Портрет неизвестной в белом, стр. 12

Неукротимый характер Хозяина заставил его все-таки выкрикнуть то, что сообщать его конвоирам было, казалось бы, ни к чему. Но удержаться было трудно:

– Зубками, зубками!

Леша, мысль которого умела в аховых ситуациях работать с бешеной скоростью, вмиг понял, как именно освободился Харон. Он тут же представил себе, как сначала, подкатившись к Хозяину, Харон пальцами связанных рук сумел сорвать пластырь с его пасти – Леша выругал себя последними словами за то, что не вогнали они в эту пасть кляп («Тоже мне, интеллигенты паскудные!»). А затем Хозяин, бешено работая своими тридцатью двумя металлическими зубами, перетер или перерезал веревку, которой было обвязано Хароново туловище. И тот, быстро крутясь на полу вокруг собственной оси, размотался сам, а потом уж, освободив руки, распутал себе ноги. Правда, трудно было Леше представить, как в течение нескольких минут можно развязать завязанные им морские узлы.

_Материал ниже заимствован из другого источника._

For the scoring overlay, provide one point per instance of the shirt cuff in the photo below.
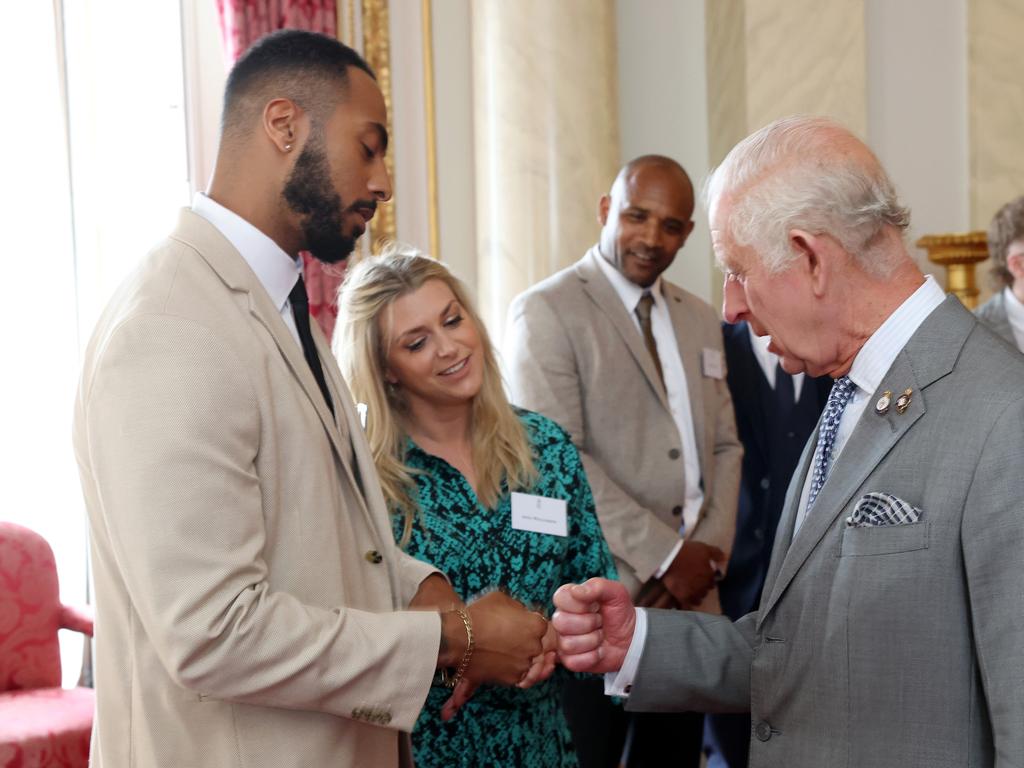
(668, 561)
(620, 683)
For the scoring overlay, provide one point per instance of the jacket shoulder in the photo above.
(565, 285)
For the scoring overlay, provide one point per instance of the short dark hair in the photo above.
(292, 64)
(1007, 225)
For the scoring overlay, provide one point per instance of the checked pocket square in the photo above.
(882, 509)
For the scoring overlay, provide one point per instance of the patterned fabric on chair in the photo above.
(41, 724)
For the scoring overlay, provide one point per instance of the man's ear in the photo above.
(689, 230)
(1015, 264)
(815, 257)
(283, 123)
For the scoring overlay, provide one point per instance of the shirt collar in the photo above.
(275, 270)
(628, 291)
(879, 352)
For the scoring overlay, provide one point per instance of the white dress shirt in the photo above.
(769, 363)
(868, 368)
(675, 386)
(1015, 313)
(275, 270)
(870, 365)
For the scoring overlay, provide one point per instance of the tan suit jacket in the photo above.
(574, 354)
(243, 619)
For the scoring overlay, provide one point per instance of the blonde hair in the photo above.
(501, 451)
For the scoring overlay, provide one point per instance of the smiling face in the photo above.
(339, 176)
(645, 220)
(433, 349)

Но когда речь заходит о том, чтобы избежать неминуемой тюрьмы, лишения свободы на много лет – все ускоряется во много раз. Люди, а закоренелые преступники тем более, оказываются способными сделать то, что никогда не сумели бы сделать в обычных условиях.

Портрет неизвестной в белом - i_18.png

Через полчаса Хозяин сидел под замком и охраной в самом мрачном помещении военкомата.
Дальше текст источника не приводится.